E noi cosa siamo chiamati a fare, noi dehoniani e voi della Compagnia Missionaria? Ricordare questo cuore trafitto, questo cuore che ama, questo cuore che ripara. Lo fa riparando innanzitutto noi. Per poter riparare un cuore ferito dobbiamo sentire che anche noi siamo stati riparati, che abbiamo continuo bisogno di essere riparati. Anche noi siamo feriti e siamo stati feriti nel cuore… e anche nei polmoni, come ci insegni tu Rosy.

C’è una frase di padre Dehon, nostro fondatore, che tu Rosy mi hai ricordato e che mi era sfuggita: più che riparatore io mi sono sentito sempre da riparare!”. Noi rimaniamo sempre uomini e donne da riparare. È questo che ci mette in movimento, è questo che ci fa camminare: sentire che abbiamo sempre bisogno di essere riparati e che c’è sempre un di più dove muoversi. Grazie a questo Gesù che ci spinge sempre di più verso l’alto, l’altro. Come possiamo guarire, come possiamo andare incontro alle persone, sentire le loro ferite se non ci sentiamo anche noi bisognosi di questo. La nostra ferita diventa grazia, diventa dono, diventa risorsa, diventa opportunità. Questo è ciò che fa il nostro Dio.

Il tuo sì oggi fa bene a tutti, fa bene a me, a quelli che hanno fatto una scelta di vita, a noi dehoniani a voi della Compagnia Missionaria, ma anche a tutti qui dentro che sono sposati. A chi sta chiedendo solo di vivere, perché la vita è già una scelta enorme e stupenda. Il tuo sì ci dice di amare la nostra scelta, la rinnova, perché ci aiuta a capire il motivo di quel sì detto a una persona, a quell’Istituto, a quella Congregazione, alla Chiesa.

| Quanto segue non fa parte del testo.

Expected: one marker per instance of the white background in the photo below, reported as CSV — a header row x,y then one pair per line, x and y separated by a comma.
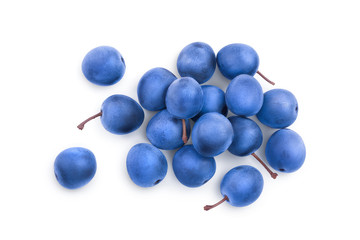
x,y
311,48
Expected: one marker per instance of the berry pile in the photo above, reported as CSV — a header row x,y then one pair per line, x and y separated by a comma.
x,y
180,99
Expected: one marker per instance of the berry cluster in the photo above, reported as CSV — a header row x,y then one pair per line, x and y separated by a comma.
x,y
180,99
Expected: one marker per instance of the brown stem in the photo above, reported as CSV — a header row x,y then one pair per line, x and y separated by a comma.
x,y
184,131
266,79
81,125
273,175
208,207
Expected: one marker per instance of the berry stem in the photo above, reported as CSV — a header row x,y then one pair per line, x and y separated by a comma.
x,y
265,78
208,207
184,138
81,125
273,175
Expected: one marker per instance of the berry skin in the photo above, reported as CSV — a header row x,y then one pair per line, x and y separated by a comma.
x,y
236,59
212,134
152,88
103,66
285,151
146,165
164,131
75,167
279,110
184,98
244,96
192,169
197,60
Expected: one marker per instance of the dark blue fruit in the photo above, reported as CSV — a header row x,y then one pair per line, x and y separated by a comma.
x,y
103,66
119,114
75,167
192,169
146,165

Perché può succedere, anche se non è scritto nel Vangelo, che seppure chiamati a lavorare nella vigna poi ci assopiamo, diamo tutto per scontato, persone comprese. Oggi anche noi, con il tuo sì, rinnoviamo il nostro sì.

Essere qui oggi ci fa bene. Fa bene alla Compagnia missionaria, fa bene a noi dehoniani, fa bene a questa comunità dove tu ti sei inserita, fa bene alla Chiesa, a questa diocesi, come ci ha ricordato all’inizio della celebrazione il nostro vescovo.

E ora parti, sentiti rassicurata dal fatto che ti ricorderemo. Ci prendiamo il compito di portarti nelle nostre preghiere, come spero ci ricordiamo sempre degli altri. Anche noi abbiano bisogno della tua presenza. Porterai il tuo carisma, il tuo modo di essere dentro questa comunità.

Questo nostro mondo ha bisogno che tu racconti attraverso il tuo amore il Suo amore.